Podemos ver y disfrutar, con cierta frecuencia, a “viejos” o muy veteranos roqueros, ataviados con su guitarras y espectaculares trajes de conciertos, actuando en cafeterías, restaurantes y bares de copas de las zonas turísticas playeras. Consiguen motivar el recuerdo y la nostalgia de un público que consume sus bebidas y alimentos, con sus antiguas canciones o versionando la de artistas de gran fama en el ámbito musical. Algunos todavía mantienen la fuerza de sus voces, pero otros dan protagonismo prioritario a sus luminosas y estridentes guitarras eléctricas, pues más que cantar lo que verdaderamente hacen es recitar, con voz a veces ronca, otras veces templada, pausada y melodiosa, bellas e inolvidables canciones. En este musical contexto se inserta la historia de esta semana.

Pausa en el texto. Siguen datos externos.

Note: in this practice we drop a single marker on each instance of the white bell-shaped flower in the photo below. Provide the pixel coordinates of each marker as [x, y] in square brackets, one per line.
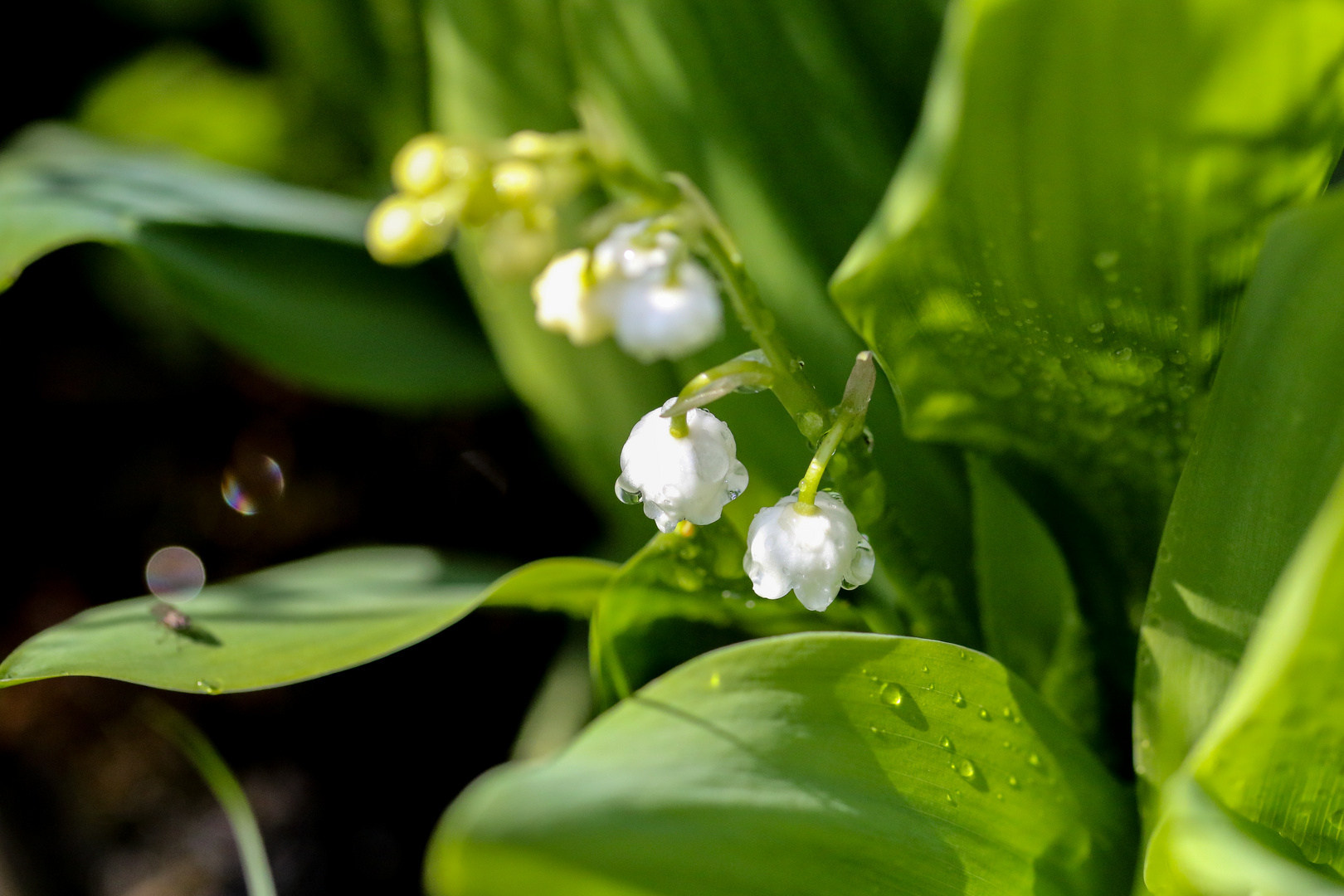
[812, 553]
[668, 320]
[663, 308]
[680, 479]
[567, 304]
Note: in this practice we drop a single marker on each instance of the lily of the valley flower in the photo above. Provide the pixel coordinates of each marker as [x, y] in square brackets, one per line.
[567, 304]
[637, 284]
[689, 477]
[811, 553]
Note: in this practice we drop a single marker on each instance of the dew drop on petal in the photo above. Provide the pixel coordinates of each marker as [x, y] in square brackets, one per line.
[175, 575]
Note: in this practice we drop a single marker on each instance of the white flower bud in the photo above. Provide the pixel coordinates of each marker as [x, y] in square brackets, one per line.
[812, 553]
[680, 479]
[657, 320]
[629, 254]
[567, 304]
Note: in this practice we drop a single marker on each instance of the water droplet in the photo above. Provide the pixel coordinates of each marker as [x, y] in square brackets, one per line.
[251, 484]
[175, 575]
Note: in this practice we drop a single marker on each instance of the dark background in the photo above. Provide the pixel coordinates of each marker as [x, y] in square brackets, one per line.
[117, 440]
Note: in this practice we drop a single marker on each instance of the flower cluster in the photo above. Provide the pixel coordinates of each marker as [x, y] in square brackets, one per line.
[640, 285]
[511, 190]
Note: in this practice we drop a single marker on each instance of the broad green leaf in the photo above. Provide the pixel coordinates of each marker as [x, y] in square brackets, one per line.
[61, 187]
[1268, 450]
[275, 273]
[791, 116]
[557, 585]
[683, 596]
[832, 763]
[1266, 774]
[1060, 250]
[1029, 610]
[292, 622]
[499, 66]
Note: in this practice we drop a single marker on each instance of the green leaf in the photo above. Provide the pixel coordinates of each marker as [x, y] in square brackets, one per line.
[275, 273]
[499, 66]
[557, 585]
[293, 622]
[791, 117]
[1268, 450]
[1029, 610]
[1269, 762]
[1059, 251]
[786, 767]
[683, 596]
[325, 316]
[1200, 850]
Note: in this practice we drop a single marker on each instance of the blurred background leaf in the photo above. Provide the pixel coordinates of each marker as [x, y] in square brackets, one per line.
[1270, 446]
[823, 762]
[1058, 258]
[277, 273]
[1269, 759]
[684, 596]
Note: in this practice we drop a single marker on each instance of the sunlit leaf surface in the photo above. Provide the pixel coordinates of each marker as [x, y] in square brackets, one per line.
[1270, 445]
[1029, 610]
[1055, 262]
[1266, 772]
[295, 621]
[273, 271]
[684, 596]
[817, 763]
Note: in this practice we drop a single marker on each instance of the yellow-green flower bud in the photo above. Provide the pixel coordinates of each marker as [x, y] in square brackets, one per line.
[518, 183]
[405, 230]
[420, 167]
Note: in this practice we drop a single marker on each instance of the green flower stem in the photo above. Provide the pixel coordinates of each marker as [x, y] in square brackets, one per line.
[854, 409]
[197, 750]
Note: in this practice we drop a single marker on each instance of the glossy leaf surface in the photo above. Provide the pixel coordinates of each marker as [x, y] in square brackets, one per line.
[1055, 260]
[1268, 450]
[292, 622]
[1029, 610]
[1269, 761]
[789, 766]
[791, 116]
[275, 273]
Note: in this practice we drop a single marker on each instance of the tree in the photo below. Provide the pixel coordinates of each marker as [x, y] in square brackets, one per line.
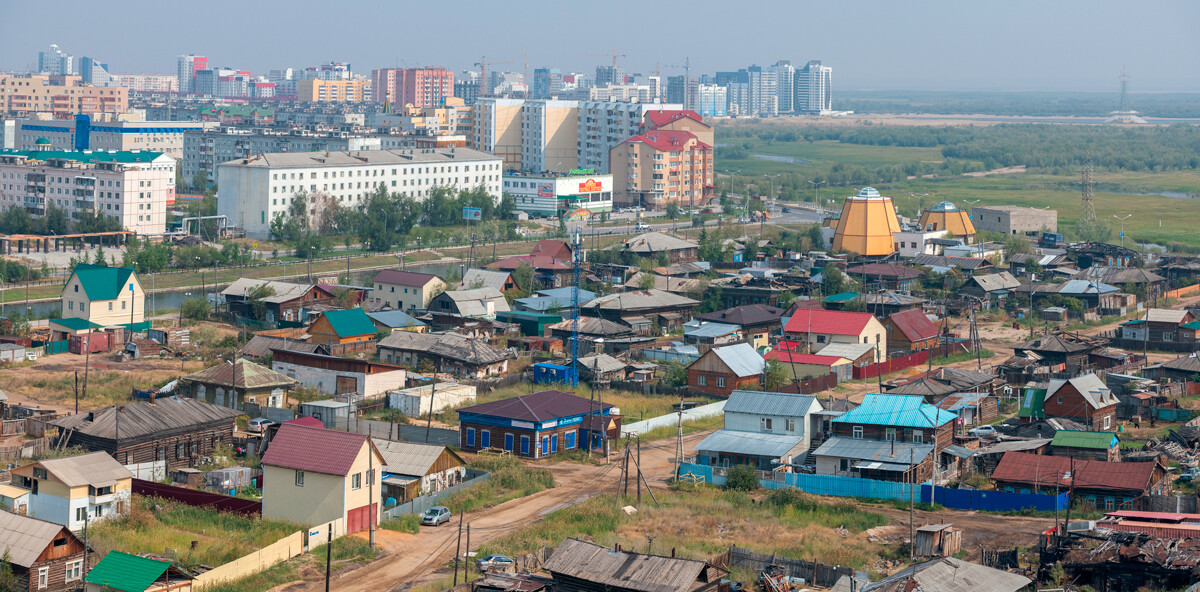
[742, 477]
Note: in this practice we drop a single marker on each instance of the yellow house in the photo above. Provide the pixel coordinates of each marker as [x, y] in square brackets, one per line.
[105, 296]
[315, 476]
[75, 490]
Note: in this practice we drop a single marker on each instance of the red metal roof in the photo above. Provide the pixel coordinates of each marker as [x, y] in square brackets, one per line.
[403, 277]
[541, 406]
[303, 448]
[669, 139]
[828, 321]
[913, 324]
[660, 118]
[802, 358]
[1039, 470]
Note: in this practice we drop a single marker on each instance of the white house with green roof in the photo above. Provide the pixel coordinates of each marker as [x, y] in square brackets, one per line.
[103, 297]
[133, 186]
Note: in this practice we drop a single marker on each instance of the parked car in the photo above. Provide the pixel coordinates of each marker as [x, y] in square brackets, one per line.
[497, 561]
[436, 515]
[259, 425]
[983, 431]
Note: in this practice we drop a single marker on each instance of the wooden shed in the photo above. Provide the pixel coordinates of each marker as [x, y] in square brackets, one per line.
[939, 540]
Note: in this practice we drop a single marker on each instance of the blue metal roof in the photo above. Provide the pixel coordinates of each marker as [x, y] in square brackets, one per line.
[900, 411]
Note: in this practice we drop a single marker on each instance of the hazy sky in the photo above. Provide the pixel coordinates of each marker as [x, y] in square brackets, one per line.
[965, 45]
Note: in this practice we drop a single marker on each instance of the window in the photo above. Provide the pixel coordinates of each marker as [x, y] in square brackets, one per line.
[75, 570]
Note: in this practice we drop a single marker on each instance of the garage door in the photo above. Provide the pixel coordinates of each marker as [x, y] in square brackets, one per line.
[359, 519]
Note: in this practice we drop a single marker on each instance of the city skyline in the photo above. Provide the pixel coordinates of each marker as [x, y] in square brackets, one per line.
[933, 46]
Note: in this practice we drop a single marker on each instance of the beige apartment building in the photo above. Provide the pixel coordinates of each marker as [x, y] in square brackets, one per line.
[661, 166]
[60, 95]
[331, 91]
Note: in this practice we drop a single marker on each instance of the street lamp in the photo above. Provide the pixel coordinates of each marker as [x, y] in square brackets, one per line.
[1122, 219]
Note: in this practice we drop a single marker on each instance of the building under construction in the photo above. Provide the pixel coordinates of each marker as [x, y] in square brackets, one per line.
[867, 225]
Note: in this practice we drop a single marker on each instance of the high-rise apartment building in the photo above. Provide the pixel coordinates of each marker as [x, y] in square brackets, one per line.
[547, 83]
[712, 100]
[603, 125]
[60, 95]
[419, 87]
[55, 61]
[331, 91]
[131, 186]
[186, 69]
[549, 135]
[813, 88]
[661, 166]
[497, 129]
[257, 189]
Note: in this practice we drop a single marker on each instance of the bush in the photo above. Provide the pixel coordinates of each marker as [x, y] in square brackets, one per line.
[742, 477]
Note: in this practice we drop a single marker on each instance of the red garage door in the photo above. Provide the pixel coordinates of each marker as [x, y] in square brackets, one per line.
[359, 519]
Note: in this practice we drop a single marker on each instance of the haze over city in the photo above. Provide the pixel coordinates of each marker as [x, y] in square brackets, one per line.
[1024, 45]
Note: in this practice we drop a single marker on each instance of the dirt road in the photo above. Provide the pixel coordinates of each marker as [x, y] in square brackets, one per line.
[407, 560]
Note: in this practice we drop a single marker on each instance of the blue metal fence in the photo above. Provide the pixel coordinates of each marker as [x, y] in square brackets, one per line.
[994, 501]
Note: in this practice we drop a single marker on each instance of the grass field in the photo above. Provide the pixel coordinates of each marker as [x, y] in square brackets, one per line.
[702, 521]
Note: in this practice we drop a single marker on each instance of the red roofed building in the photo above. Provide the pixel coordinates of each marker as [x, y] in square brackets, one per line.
[1108, 485]
[313, 477]
[679, 120]
[910, 329]
[661, 166]
[821, 328]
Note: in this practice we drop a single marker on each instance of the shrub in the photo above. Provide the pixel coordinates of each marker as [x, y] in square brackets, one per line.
[742, 477]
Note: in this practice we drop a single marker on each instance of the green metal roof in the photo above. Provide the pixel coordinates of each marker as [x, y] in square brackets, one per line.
[103, 282]
[1032, 401]
[130, 573]
[903, 411]
[76, 324]
[843, 297]
[1078, 438]
[351, 322]
[126, 156]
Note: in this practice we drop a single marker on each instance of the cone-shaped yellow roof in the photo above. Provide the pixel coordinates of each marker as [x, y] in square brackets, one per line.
[867, 223]
[945, 216]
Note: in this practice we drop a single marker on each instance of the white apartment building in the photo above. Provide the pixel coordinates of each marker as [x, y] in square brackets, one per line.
[550, 195]
[204, 150]
[603, 125]
[132, 186]
[257, 189]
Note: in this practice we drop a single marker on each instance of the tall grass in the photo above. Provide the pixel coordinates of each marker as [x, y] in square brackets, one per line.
[510, 479]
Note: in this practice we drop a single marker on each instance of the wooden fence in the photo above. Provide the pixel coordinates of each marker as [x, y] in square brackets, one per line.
[814, 573]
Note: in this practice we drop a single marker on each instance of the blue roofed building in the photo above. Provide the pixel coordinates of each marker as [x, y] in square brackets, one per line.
[763, 430]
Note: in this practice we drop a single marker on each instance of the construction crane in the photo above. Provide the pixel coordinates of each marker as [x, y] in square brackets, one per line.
[483, 73]
[613, 54]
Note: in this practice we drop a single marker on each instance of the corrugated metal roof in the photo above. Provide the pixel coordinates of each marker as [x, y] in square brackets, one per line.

NARCISO Briales había desarrollado toda su vida laboral, trabajando como escribiente, en una prestigiosa notaría instalada en la céntrica y popular calle Larios de la capital malagueña. Durante su infancia y juventud no fue un alumno aventajado en las aulas escolares. Había nacido en 1959 y como a tantos chavales les ocurre lo que realmente le gustaba era el juego en las calles, ese espacio lúdico para el divertimento infantil. También, los tebeos, las películas y las “chuches” eran objetivos gratos para el disfrute.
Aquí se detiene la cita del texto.